Krankheiten

Freitag. Oh Goooooooooooooooott! Mein Maaagen!
Klingt wie der Heilige Stuhl, ist aber Jerome, der ziemlich viel Trüffelschokolade gegessen hat.
Wir lesen alle drei die FAZ, diskutieren einen Artikel, der Die Potemkinisierung der deutschen Universität heißt und davon handelt, dass wegen der permanent abverlangten Selbstdarstellung die Professoren in den Produktionsmodus der Unerheblichkeit gezwungen werden. Ich lasse mir das auf der Zunge zergehen. Jerome findet die Formulierung gedrechselt und h.g.g. (hochgradig gestört), Beret stimmt ihm zu.
Na ja, sage ich, darauf musst du erstmal kommen …
Die beiden gucken mich mitleidig an: Also, ICH muss das nicht, sagt einer von beiden, oder vielleicht sagen es auch beide.

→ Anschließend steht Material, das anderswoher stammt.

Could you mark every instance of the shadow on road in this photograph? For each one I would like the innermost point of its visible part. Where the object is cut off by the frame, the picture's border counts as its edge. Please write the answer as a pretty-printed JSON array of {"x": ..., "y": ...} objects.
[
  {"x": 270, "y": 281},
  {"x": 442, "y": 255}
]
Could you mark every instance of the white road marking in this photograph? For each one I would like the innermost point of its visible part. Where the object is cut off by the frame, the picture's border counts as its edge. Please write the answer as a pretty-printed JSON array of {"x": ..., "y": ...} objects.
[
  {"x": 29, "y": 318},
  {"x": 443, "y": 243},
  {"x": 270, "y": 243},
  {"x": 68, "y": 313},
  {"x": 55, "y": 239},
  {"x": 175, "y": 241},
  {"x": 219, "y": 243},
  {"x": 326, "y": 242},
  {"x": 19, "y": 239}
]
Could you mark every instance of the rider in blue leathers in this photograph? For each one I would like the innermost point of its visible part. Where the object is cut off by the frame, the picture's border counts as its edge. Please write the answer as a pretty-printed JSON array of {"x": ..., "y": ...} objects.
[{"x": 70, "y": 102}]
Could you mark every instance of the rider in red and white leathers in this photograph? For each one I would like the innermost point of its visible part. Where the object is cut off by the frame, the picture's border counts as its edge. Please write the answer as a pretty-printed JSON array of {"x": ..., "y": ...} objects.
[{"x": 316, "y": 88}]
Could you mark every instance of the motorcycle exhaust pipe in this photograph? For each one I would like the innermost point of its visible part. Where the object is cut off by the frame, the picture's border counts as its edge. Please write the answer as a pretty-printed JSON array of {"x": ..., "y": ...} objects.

Stimmt, denke ich. Die können das einfach bloß so lesen. Wollen nichts zerlegen, nichts infrage stellen, nichts bunkern für klammheimliches Textrecycling. Kann ich mir gar nicht mehr vorstellen. Lesen ist für mich immer irgendwie gleichzeitig auch schreiben.
Für alle Fälle schneide ich den Artikel mal aus.
Das Telefon klingelt. Keiner geht dran, bis Jerome es sich mit Blick aufs Display anders überlegt und schnell abhebt. Es ist sein Privat-Doc. Will wissen, was die Schmerzen in der Niere machen, die Jerome seit Wochen plagen. Er empfiehlt ein anderes Antibiotikum. Er solle das ausprobieren, bei seinem Krankheitsbild reagieren die Medikamente anders als sonst, fasst Jerome das Gespräch für uns zusammen.
Grete, wenn du da bist, esse ich immer so viel.
Kann ich was dafür?
Ja, weil Beret dann so Sachen hinstellt. Schokolade und Kekse und Lakritze und Nüsse und so. Mephisto-Beret!
Klingt lustig, aber irgendwie auch gereizt, nervös.
Nech?, schiebt er nach, und das klingt auch gereizt und nervös.
Du brauchst das bloß liegen zu lassen, sagt Beret und schiebt sich Lakritze in den Mund.
Jerome tastet vorsichtig auf seinem Magen herum. Er kann heute wieder sehr schlecht laufen, durch die Nierenentzündung ist sein Immunsystem irritiert, was sich direkt auf Nerven und Muskeln auswirkt. Ich wüsste gerne, welcher Körperteil ihm eigentlich nicht weh tut. Trotz Schmerztabletten, Schmerzpflaster, Kortison und jetzt eben noch Antibiotika. Er will kein Mitleid. Aber er ist doch mein Lieblingsvetter und mein liebster Freund. Da hat man halt solche Gefühle, Mann!